Initially, Chubby used a replicated version of Berkeley DB to store its data. Later, the Chubby team felt that using Berkeley DB exposes Chubby to more risks, so they decided to write a simplified custom database with the following characteristics:
- Simple key/value database using write-ahead logging and snapshotting.
- Atomic operations only and no general transaction support.
- Database log is distributed among replicas using Paxos.
Backup#
For recovery in case of failure, all database transactions are stored in a transaction log (a write-ahead log). As this transaction log can become very large over time, every few hours, the master of each Chubby cell writes a snapshot of its database to a GFS server in a different building. The use of a separate building ensures both that the backup will survive building damage, and that the backups introduce no cyclic dependencies in the system; a GFS cell in the same building potentially might rely on the Chubby cell for electing its master.

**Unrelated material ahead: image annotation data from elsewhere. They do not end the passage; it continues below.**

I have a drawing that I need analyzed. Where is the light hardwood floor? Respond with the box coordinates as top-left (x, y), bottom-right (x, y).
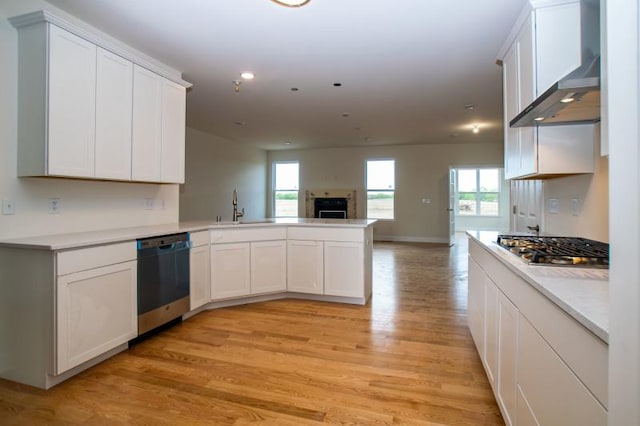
top-left (0, 238), bottom-right (504, 425)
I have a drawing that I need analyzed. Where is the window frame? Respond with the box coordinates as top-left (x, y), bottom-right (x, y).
top-left (271, 160), bottom-right (300, 218)
top-left (364, 157), bottom-right (397, 221)
top-left (455, 167), bottom-right (504, 218)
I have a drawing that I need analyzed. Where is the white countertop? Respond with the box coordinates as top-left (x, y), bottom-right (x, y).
top-left (467, 231), bottom-right (609, 342)
top-left (0, 218), bottom-right (376, 250)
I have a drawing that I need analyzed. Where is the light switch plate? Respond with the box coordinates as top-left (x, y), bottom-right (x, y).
top-left (2, 200), bottom-right (16, 215)
top-left (49, 198), bottom-right (60, 214)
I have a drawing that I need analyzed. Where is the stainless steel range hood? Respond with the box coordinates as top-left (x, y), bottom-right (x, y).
top-left (509, 0), bottom-right (600, 127)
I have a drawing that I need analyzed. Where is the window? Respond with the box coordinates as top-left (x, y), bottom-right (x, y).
top-left (456, 169), bottom-right (502, 216)
top-left (273, 162), bottom-right (299, 217)
top-left (367, 160), bottom-right (396, 219)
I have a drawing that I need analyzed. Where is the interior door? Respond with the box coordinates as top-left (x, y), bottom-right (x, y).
top-left (447, 168), bottom-right (457, 246)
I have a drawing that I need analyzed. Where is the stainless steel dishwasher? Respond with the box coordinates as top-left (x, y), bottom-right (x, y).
top-left (138, 232), bottom-right (191, 335)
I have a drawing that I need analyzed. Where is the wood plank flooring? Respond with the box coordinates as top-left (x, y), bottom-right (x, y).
top-left (0, 238), bottom-right (504, 425)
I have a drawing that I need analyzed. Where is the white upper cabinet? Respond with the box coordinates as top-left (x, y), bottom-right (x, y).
top-left (10, 11), bottom-right (190, 183)
top-left (502, 1), bottom-right (595, 179)
top-left (95, 48), bottom-right (133, 180)
top-left (131, 65), bottom-right (162, 182)
top-left (160, 78), bottom-right (187, 183)
top-left (45, 25), bottom-right (96, 177)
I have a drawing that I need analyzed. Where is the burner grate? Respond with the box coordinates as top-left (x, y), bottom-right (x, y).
top-left (498, 235), bottom-right (609, 268)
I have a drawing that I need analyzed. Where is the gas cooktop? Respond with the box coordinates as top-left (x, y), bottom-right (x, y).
top-left (497, 235), bottom-right (609, 268)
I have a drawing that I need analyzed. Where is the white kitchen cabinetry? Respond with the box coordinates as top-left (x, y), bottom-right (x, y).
top-left (251, 240), bottom-right (287, 294)
top-left (10, 11), bottom-right (189, 183)
top-left (468, 239), bottom-right (608, 426)
top-left (0, 241), bottom-right (138, 389)
top-left (56, 256), bottom-right (138, 374)
top-left (132, 65), bottom-right (186, 183)
top-left (95, 47), bottom-right (133, 180)
top-left (211, 227), bottom-right (287, 300)
top-left (287, 240), bottom-right (324, 294)
top-left (189, 231), bottom-right (211, 310)
top-left (211, 243), bottom-right (251, 300)
top-left (324, 241), bottom-right (365, 297)
top-left (502, 2), bottom-right (595, 179)
top-left (518, 316), bottom-right (607, 426)
top-left (287, 227), bottom-right (373, 303)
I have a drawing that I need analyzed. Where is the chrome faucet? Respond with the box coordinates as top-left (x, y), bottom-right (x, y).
top-left (233, 189), bottom-right (244, 222)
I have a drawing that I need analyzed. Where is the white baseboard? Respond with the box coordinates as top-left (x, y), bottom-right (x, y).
top-left (373, 235), bottom-right (449, 244)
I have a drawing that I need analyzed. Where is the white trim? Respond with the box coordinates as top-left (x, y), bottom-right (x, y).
top-left (9, 10), bottom-right (192, 88)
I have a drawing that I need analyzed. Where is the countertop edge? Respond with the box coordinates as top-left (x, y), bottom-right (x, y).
top-left (0, 218), bottom-right (376, 251)
top-left (466, 231), bottom-right (609, 344)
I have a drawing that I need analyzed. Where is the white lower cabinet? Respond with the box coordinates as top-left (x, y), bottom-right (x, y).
top-left (251, 241), bottom-right (287, 294)
top-left (287, 240), bottom-right (324, 294)
top-left (324, 241), bottom-right (364, 297)
top-left (56, 261), bottom-right (138, 374)
top-left (497, 290), bottom-right (518, 425)
top-left (211, 243), bottom-right (251, 300)
top-left (189, 231), bottom-right (211, 310)
top-left (468, 239), bottom-right (607, 426)
top-left (518, 316), bottom-right (607, 426)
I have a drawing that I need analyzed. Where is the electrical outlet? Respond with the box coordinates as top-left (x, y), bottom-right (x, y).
top-left (49, 198), bottom-right (60, 214)
top-left (2, 200), bottom-right (16, 215)
top-left (571, 198), bottom-right (580, 216)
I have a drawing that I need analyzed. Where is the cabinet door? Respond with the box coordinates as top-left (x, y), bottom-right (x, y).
top-left (47, 25), bottom-right (96, 177)
top-left (95, 48), bottom-right (133, 180)
top-left (131, 65), bottom-right (162, 182)
top-left (467, 256), bottom-right (485, 354)
top-left (287, 240), bottom-right (324, 294)
top-left (189, 244), bottom-right (211, 310)
top-left (251, 241), bottom-right (287, 294)
top-left (211, 243), bottom-right (251, 300)
top-left (518, 316), bottom-right (607, 426)
top-left (484, 275), bottom-right (499, 389)
top-left (161, 78), bottom-right (186, 183)
top-left (324, 241), bottom-right (364, 297)
top-left (497, 291), bottom-right (518, 425)
top-left (56, 261), bottom-right (138, 374)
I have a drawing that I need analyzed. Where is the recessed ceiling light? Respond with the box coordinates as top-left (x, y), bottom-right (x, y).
top-left (271, 0), bottom-right (311, 7)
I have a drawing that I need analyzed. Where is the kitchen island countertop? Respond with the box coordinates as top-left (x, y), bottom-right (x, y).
top-left (467, 231), bottom-right (609, 343)
top-left (0, 218), bottom-right (376, 250)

- Once a snapshot is taken, the previous transaction log is deleted. Therefore, at any time, the complete state of the system is determined by the last snapshot together with the set of transactions from the transaction log.
- Backup databases are used for disaster recovery and to initialize the database of a newly replaced replica without placing a load on other replicas.
Mirroring#
Mirroring is a technique that allows a system to automatically maintain multiple copies.
- Chubby allows a collection of files to be mirrored from one cell to another.
- Mirroring is commonly used to copy configuration files to various computing clusters distributed around the world.
- Mirroring is fast because the files are small.
- Event mechanism informs immediately if a file is added, deleted, or modified.
- Usually, changes are reflected in dozens of mirrors worldwide under a second.
- Unreachable mirror remains unchanged until connectivity is restored. Updated files are then identified by comparing their checksums.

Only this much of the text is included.